Gib mir mein Polemik

Die Polemik ist im eigentlichen, ursprünglichen Sinne eine Kunstform. Es ist die Streitkunst, die gezielte, formgerechte Anfeindung und Beleidigung eines Gegners mit dem Ziel, ihn aus der Fassung zu bringen, um die Diskussion zu gewinnen. In ihren Ursprüngen war sie also das Wortgefecht zwischen streitenden Wissenschaftlern oder Literaten, «Gschtudierten» halt, die es gerne auch mal deftig liebten.

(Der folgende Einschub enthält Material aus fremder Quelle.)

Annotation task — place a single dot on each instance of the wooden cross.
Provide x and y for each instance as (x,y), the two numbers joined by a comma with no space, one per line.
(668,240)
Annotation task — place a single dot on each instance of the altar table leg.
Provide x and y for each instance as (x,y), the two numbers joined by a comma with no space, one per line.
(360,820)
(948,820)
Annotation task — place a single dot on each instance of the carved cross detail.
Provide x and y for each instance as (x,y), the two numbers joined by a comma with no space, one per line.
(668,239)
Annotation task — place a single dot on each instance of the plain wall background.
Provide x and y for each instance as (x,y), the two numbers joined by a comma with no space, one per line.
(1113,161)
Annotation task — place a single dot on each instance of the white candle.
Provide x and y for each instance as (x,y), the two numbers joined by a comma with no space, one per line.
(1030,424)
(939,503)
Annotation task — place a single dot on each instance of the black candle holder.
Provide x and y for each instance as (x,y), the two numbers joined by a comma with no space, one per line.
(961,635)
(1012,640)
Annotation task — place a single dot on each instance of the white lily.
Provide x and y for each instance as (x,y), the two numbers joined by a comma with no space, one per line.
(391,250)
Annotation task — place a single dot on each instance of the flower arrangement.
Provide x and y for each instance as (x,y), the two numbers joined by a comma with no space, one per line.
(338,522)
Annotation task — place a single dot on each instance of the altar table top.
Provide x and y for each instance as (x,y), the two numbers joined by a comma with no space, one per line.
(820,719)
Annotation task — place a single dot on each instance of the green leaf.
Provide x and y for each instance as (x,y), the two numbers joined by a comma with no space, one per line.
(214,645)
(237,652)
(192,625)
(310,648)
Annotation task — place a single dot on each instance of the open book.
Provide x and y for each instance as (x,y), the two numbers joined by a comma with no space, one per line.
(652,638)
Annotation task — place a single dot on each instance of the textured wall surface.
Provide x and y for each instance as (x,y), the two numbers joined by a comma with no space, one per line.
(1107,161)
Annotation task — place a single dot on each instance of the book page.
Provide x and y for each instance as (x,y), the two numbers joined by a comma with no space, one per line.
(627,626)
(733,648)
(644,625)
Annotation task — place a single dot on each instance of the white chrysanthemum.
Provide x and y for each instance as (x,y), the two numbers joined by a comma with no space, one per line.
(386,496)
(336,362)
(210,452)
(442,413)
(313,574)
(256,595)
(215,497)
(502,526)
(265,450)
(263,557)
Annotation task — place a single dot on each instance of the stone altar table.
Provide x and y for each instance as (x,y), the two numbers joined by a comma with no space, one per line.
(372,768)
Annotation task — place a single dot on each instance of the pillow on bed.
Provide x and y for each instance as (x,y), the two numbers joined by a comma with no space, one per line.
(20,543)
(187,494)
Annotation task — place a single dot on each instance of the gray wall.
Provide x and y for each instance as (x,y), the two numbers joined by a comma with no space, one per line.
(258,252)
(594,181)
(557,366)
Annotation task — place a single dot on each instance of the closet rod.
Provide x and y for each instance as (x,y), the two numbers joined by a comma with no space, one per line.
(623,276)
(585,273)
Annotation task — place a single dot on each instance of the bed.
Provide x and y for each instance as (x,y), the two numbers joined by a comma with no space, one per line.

Das 20. Jahrhundert war ein Fehler. Nicht nur ganz grundsätzlich, sondern auch im Besonderen mit Blick auf den Umgang der Menschen miteinander. Sie wurden gemein.
Ja, der Mensch war das schon vorher, aber damals liessen reiche Adelige und verkommene Pfaffen einfach Arme sich gegenseitig umbringen. Im 20. Jahrhundert änderte sich dies, da nun die Armen als Arbeiterklasse am politischen Prozess beteiligt waren und auch mal Krieg spielen wollten. So kamen Nachsitzer und Soziopathen wie Hitler, Stalin oder Mao an die Macht. Bildungsferne Tunichtgute und Mördergesellen, die im Abschlachten keine Grenzen kannten und keine Diskussion oder gar Kritik an ihrem Tun duldeten. Damit starb die alte Form der Polemik fast aus, da ja nicht mehr diskutiert werden konnte.

Nach dem Zweiten Grossgemetzel tauchte sie glücklicherweise in den Parlamenten – zum Beispiel in Deutschland und Österreich – wieder auf und wurde dort nicht nur gehütet, sondern auch gepflegt. In der Schweiz jedoch wurde sie schnell auf die Rote Liste gesetzt. Sie verstummte fast vollends und überliess das frei gewordene Beleidigungs- und Diskussionsbiotop dem Beleidigungsschmodder der SVP, die diesen flugs als freie Meinungsäusserung und «das wird man ja noch sagen dürfen» deklarierte. Andere in der Diskussion Ungelernte (meist Journalistinnen oder Journalisten oder aber Abstimmungsverliererinnen und -verlierer) nannten diese fälschlicherweise Polemik. Damit war sie zwar wieder auf dem Parkett, jedoch nicht die schöne alte Sorte, sondern eine von denkarmen, ja denkfernen, ihre Vernunftbegabung schnöde links liegen lassende und nach rechts marschierenden Entsinnungsgenossen, die eine neue Rassen- und Gesinnungspolemik züchteten. Bald hatten sie das Monopol darauf und es konnte gar nicht mehr diskutiert, sondern nur noch polemisiert werden. Sagte eine Journalistin etwas, dann war das «Lügenpresse», verteidigte ein Politiker die Journalistin, war er eine «Medienhure». Flüchtlinge wurden zu Messerstechern und Minarettbauern, die «unsere europäische Lebensart» [sic] muslimisieren und verschleiern wollten.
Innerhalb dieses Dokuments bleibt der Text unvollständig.